Thinking is an active skill, and I don’t think anyone’s arguing that people will somehow stop having conversations in the break room with colleagues or their boss. Being able to think quickly is worth evaluating. We can achieve this by being prepared to pepper students with an onslaught or rapid-fire questions.
- Randomize the request and eliminate rubrics.
I have a class rubric that I hate and never look at. I sorta ignore it because “Life does not come with a rubric.” Somehow in education we have to have neat little score cards to facilitate equity, I guess. As if none of us face an onslaught of, “Client said they wanted this written in blue 18pt Arial” and upon seeing it they say, “Actually, let’s just make it red 12 point Comic Sans.” Stuff changes based on whims all the time, at least in my design and knowledge work. Rubrics are too rigid. And so is AI (right now). For years, even prior to AI, I’ve given students prompts and then on their first draft said, “Oh, your client said they don’t like this, this, and this. Change that.”
Sometimes this gets weirdly specific. If I see a student used AI or some automated tool to draw a room, I’ll jump back with, “Oh, the client loves this. But the wallpaper doesn’t match their real wallpaper. They want it to match.” And when they try to hammer out the AI engine to get it to revise something it generated days ago, things usually get worse. Or change so dramatically it’s easy to say, “No no, I liked everything else, just change the wallpaper in the image background.” A perfectly reasonable human request that AI, at least right now, sucks at.

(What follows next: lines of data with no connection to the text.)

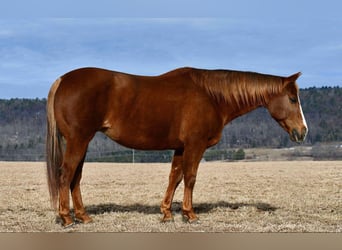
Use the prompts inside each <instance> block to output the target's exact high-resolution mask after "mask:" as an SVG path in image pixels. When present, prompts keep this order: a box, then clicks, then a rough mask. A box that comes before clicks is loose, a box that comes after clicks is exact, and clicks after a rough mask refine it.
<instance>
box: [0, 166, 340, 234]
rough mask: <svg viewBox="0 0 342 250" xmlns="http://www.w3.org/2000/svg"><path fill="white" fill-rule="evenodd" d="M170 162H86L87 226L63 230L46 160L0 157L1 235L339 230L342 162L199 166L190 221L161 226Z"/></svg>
mask: <svg viewBox="0 0 342 250" xmlns="http://www.w3.org/2000/svg"><path fill="white" fill-rule="evenodd" d="M169 170H170V164H164V163H163V164H113V163H86V165H85V167H84V173H83V179H82V186H81V188H82V192H83V201H84V203H85V206H86V210H87V211H88V212H89V214H90V215H91V216H92V217H93V219H94V222H93V223H90V224H86V225H84V224H76V225H74V226H73V227H70V228H67V229H64V228H62V226H61V225H60V224H59V223H58V219H56V213H55V212H54V211H53V210H52V209H51V208H50V203H49V196H48V189H47V184H46V176H45V174H46V172H45V171H46V170H45V163H39V162H38V163H37V162H0V172H1V175H0V183H1V185H0V194H1V197H0V232H342V162H341V161H317V162H315V161H288V162H284V161H283V162H281V161H280V162H279V161H277V162H271V161H269V162H237V163H231V162H213V163H201V166H200V168H199V172H198V177H197V182H196V186H195V190H194V207H195V211H196V212H197V213H198V215H199V217H200V221H199V222H198V223H196V224H188V223H184V222H183V220H182V216H181V210H180V207H181V202H182V196H183V185H182V184H181V185H180V186H179V187H178V189H177V192H176V195H175V198H174V203H173V211H174V214H175V221H174V222H170V223H166V224H164V223H160V219H161V218H162V215H161V213H160V210H159V205H160V202H161V200H162V198H163V195H164V192H165V190H166V186H167V181H168V174H169Z"/></svg>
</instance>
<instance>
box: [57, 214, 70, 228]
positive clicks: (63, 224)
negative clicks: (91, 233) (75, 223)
mask: <svg viewBox="0 0 342 250" xmlns="http://www.w3.org/2000/svg"><path fill="white" fill-rule="evenodd" d="M59 218H60V220H61V222H62V226H63V227H64V228H68V227H71V226H72V225H74V220H73V219H72V218H71V216H70V215H67V216H60V217H59Z"/></svg>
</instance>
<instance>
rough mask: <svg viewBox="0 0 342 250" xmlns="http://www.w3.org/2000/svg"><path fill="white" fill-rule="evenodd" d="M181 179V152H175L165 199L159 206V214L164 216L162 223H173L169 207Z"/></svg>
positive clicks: (181, 151)
mask: <svg viewBox="0 0 342 250" xmlns="http://www.w3.org/2000/svg"><path fill="white" fill-rule="evenodd" d="M182 178H183V150H176V151H175V153H174V155H173V159H172V166H171V172H170V175H169V185H168V187H167V190H166V193H165V197H164V199H163V201H162V204H161V206H160V210H161V212H162V213H163V214H164V217H163V219H162V222H167V221H173V217H172V212H171V205H172V200H173V196H174V194H175V191H176V189H177V187H178V185H179V183H180V182H181V181H182Z"/></svg>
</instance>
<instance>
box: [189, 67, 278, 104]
mask: <svg viewBox="0 0 342 250" xmlns="http://www.w3.org/2000/svg"><path fill="white" fill-rule="evenodd" d="M191 77H192V79H193V81H194V83H196V84H198V85H199V86H201V87H202V88H203V89H204V90H205V91H207V92H208V94H210V95H211V96H213V97H214V98H215V99H216V100H218V101H224V102H226V103H235V104H236V105H238V106H245V105H248V106H254V105H257V106H260V105H265V104H266V103H267V102H268V100H269V98H270V97H271V96H272V95H274V94H278V93H280V92H281V90H282V89H283V82H284V81H283V79H284V78H283V77H280V76H272V75H265V74H259V73H254V72H242V71H233V70H201V69H192V70H191Z"/></svg>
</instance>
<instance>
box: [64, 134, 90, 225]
mask: <svg viewBox="0 0 342 250" xmlns="http://www.w3.org/2000/svg"><path fill="white" fill-rule="evenodd" d="M87 146H88V141H83V140H82V142H81V140H78V139H76V138H73V139H67V144H66V151H65V154H64V157H63V164H62V166H61V170H60V171H61V173H60V185H59V215H60V217H61V219H62V222H63V226H65V227H67V226H69V225H71V224H73V219H72V218H71V216H70V200H69V190H70V188H71V183H72V181H73V180H74V176H75V173H76V171H77V168H78V166H80V163H81V162H82V160H83V158H84V155H85V153H86V150H87ZM81 165H82V164H81ZM78 178H79V179H80V176H79V177H77V178H76V182H75V184H77V182H79V181H78V180H77V179H78ZM76 186H77V185H75V186H74V190H73V191H74V196H73V199H74V197H75V198H77V199H76V201H77V202H78V203H77V202H76V204H77V205H76V207H77V209H80V207H81V206H82V207H83V205H82V204H81V203H79V199H78V198H79V197H78V192H80V190H79V187H78V188H77V187H76ZM75 188H76V189H75ZM78 205H79V206H78Z"/></svg>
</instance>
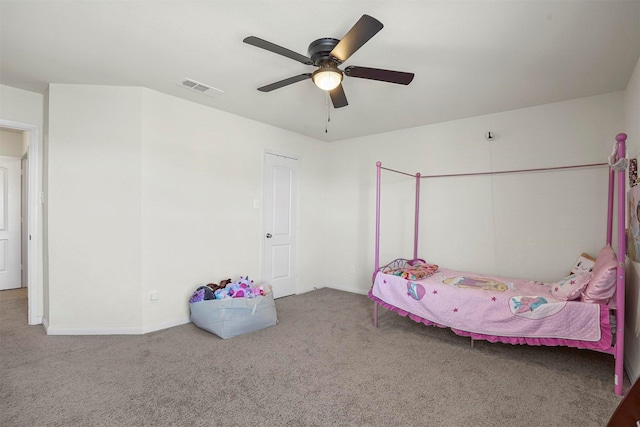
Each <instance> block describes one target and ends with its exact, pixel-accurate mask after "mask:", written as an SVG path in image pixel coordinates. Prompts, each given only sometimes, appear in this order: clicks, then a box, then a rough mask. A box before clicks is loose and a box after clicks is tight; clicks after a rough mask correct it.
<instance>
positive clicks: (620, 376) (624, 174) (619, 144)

- Work to help students define a style.
Orson Welles’ old chestnut, “Style is knowing who you are, what you want to say, and not giving a damn” matters a lot to artistic endeavors, and I think that includes writing, too. ChatGPT definitely has an image generator style and a writing style. This will likely change, but since most students have no style and no writing skill (by nature of youth), there’s no way for an AI tool to “match their style.” It’d be like fitting Adam and Eve with new clothes that match their style when that style is “naked”.
I find most undergraduates are at least a little bothered by the notion they have no style.
- Encourage original creation where possible through more niche topics. In other words, don’t expect much original thinking on yet another book report about To Kill a Mockingbird.
But you can get more original thinking out of lesser-known books, perhaps by local authors. These books tend not to exist in ChatGPT’s index and thus make it difficult to impossible to use AI for at all.
- Provide prompts for students to start from. This will reduce the constant bashing for “answer all these questions” and “do this for me” and, maybe, encourage a few to question a few things.
You could also provide bad prompts designed to fail, offer incorrect responses, etc. Alternatively, providing some prompts can be a way to encourage AI as a tool, like, “Imagine you are an editor for The New Yorker and you need to edit this piece. Show me areas where my arguments are weak, the language is poor, and identify specific areas for improvement…”
I’m sure my opinions on this will continue to evolve. For now, this seems a start to evolve with things.